While she knows what she wants to say, and is capable of communicating with signs and gestures, Sunna is unable to use her voice, her mother said.
The hardest part for McKillop is seeing her daughter trying to communicate, but sometimes failing to get her point across and walking away defeated.
"That makes me really sad, because I don't want her to stop trying," she said.
When McKillop heard the Regina Speech Centre was putting on the May 6 silent supper, she wanted to come to support the centre that has been a big help to the family.
But she also wanted to understand her daughter better.
The night helped more than one of us see how, when our voice is taken away, it becomes much harder to connect to those next to us, an ocean's worth of thoughts and feelings left unsaid.
One determined three-year-old
But Sunna, her mother said, is incredibly expressive and much more determined to get her point across than we were as silent adults.
One time, McKillop told me, Sunna spent 45 minutes trying to explain something.
And what was it that Sunna so urgently had to tell her mother?
"She wanted me to call her George, for some reason," she said, shaking her head, as her family burst into laughter yet again.
By the end of the evening, McKillop described the new respect she had gained for her daughter, that Sunna doesn't get frustrated or throw temper tantrums about not being able to communicate.
"It's amazing," McKillop said, looking genuinely awed.
McKillop and her family also came up with an idea to put themselves in Sunna's world — a weekly dinner where everyone communicates silently.
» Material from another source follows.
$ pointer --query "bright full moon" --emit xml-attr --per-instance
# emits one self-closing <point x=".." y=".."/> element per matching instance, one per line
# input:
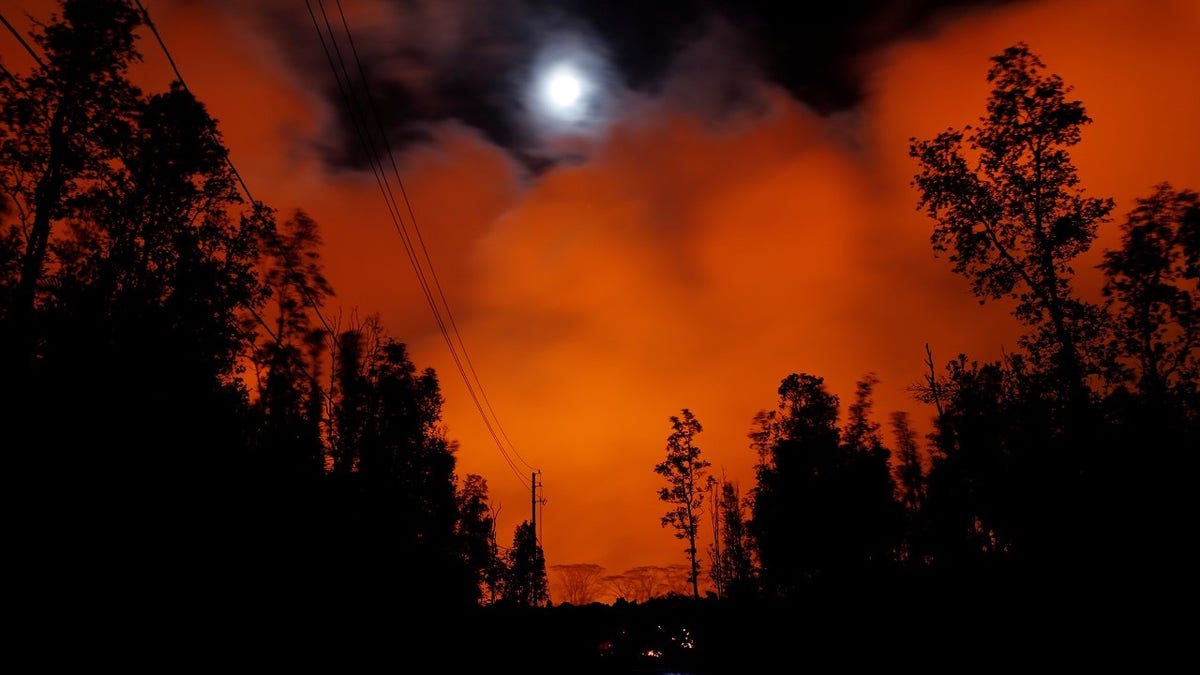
<point x="563" y="89"/>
I drove home, realizing once again how much I take for granted, for the use of words and the ability to communicate. When I got back, I told my own children about my night, and suggested we try our own silent conversation.
They were game, and they spent the next 10 minutes of our stroll down the sunny park mouthing and gesturing pretty-well fruitlessly. We were all just about to give up with the exercise when my son gave me a sideways grin. He pointed to himself, makes a heart, and then points to me.
I think about Sunna — whose name literally means sunshine in Icelandic — and how her mother's eyes light up when she talks about her expressive daughter, full of personality.
And I think how lucky we humans are, even if we don't always realize it, that some of the most important things are said best without any words at all.